The development offers valuable appetite and weight control/ management strategies to stop obesity epidemic.
A team at Imperial College and University of Glasgow have developed an effective method for delivery of small molecules to the colon which target receptors in region of the gut involved in appetite regulation and metabolic control. The development offers valuable appetite and weight control/ management strategies to stop obesity epidemic. Product can be used as an ingredient in diet foods or supplements, as a post-diet weight management supplement and in medical foods.
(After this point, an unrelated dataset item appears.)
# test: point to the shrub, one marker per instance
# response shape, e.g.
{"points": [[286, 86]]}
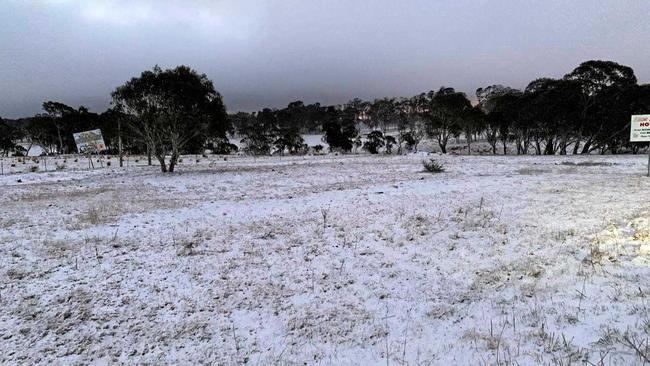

Non-Digestible Carbohydrates (NDC) are indigestible in the small intestine and are broken down in the colon through fermentation by bacteria. Studies have shown that diets high in NDC can lead to weight loss. Use of NDCs is currently limited as the amount needed to induce appetite control greatly exceeds typical dietary intake. Short chain fatty acids (SCFA) are the major end products of NDC fermentation in the colon and play a key role in appetite regulation. The delivery system overcomes the high loading challenge and is specific in its delivery of SCFA to the colon to control weight gain.
The technology has been validated in clinical trials. In an acute (7 day) randomised controlled study in humans following an ad libitum diet, supplementation with the delivery system resulted in a mean reduction in food intake of 14%. In a 24 week double-blind randomised trial, subjects consumed ~8% fewer calories and lost over 1kg body weight compared with the control. In addition, this technology shows promise in reducing intrahepatic and visceral fat, improved lipid and cholesterol profiles and liver function.
This technology is protected by a international patent application (pending in EU, USA, Australia, Japan, India and China).